# Female Seeds C99 ?



## rebel (Mar 9, 2014)

just got 4 female seeds and wandering what type yield, growth, potency etc.. I should expect from C99 ?
Outdoors.


----------



## kaotik (Mar 9, 2014)

don't know how females seeds are, but just keep an eye for any budrot with her.
seemed a common problem with most i know that tried growing C99 outdoors. (though i've also seen some do fine)

i've only ran her once OD, and she molded pretty bad. 
..beauty smoke though. enough where i'm gonna try again myself this season.

 just be vigilant. but it's definitely a quality stash-jar filler 
yield and potency are both good too. growth.. she can be a little viney IME.


----------



## DrFever (Mar 9, 2014)

C99 is a  GRADE A  and pretty decent  hybrid sativa dominant your asking  what kind of yield you should expect well comes down to how good you can grow   your room set up, lights  for instance its not uncommon  to get 1 - 2 pounds  from c99 from a 1000 watt  set up


----------



## Locked (Mar 9, 2014)

C99 is top shelf and one of the few Sativa leaning hybrids that finish quicker than true Sativas. It is on my short list. Good yields, uplifting high. No one can tell you what your yield will be as it is a result of too many factors...some that you can control and others that you can't.   jmo


----------



## The Hemp Goddess (Mar 9, 2014)

I have never grown C99 outdoors, but she was my first hydro girl.  Cindy has a nice up high, a great taste and finishes fast, especially for a sativa type girl.  I think you will like her.  Whose Cindy is this?


----------



## rebel (Mar 9, 2014)

THG , They are from (female seeds)  4 fem. seeds from the tude. 
how would you compare the high to Satori's high ?


----------



## robertr (Mar 9, 2014)

I grew both Joey Weed C99 and Female Seeds C99. Joey Weed 's had hard dense buds with a great stone.
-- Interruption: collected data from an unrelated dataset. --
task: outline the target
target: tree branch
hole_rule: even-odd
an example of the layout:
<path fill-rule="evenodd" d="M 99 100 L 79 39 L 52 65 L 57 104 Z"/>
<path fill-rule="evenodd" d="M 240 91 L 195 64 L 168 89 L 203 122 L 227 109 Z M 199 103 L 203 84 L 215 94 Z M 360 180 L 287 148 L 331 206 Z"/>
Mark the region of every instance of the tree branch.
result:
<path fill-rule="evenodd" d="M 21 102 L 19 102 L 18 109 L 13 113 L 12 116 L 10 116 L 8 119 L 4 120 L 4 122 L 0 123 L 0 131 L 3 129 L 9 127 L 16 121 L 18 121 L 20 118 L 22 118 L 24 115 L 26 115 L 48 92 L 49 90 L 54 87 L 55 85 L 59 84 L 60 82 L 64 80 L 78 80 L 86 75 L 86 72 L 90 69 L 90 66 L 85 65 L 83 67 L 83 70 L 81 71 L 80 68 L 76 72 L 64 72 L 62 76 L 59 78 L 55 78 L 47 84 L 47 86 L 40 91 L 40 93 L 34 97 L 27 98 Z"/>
Female Seeds C99 had a looser bud and the high was not what I remembered from the Joey Weed C99.


----------



## The Hemp Goddess (Mar 10, 2014)

IMO, the Satori is a better up high and I like the flavor of the Satori better.  But C99 is a great strain and she takes a little less time than Satori.  I usually took my cindy out 7-8 weeks and take the Satori out 9 weeks.

I grew Joey Weed's C99 also.  I did do a run of Mosca's C99 which was good, but they weren't fem seeds.  I don't really care for fem seeds personally and if I have a choice, I buy the non-fem.


----------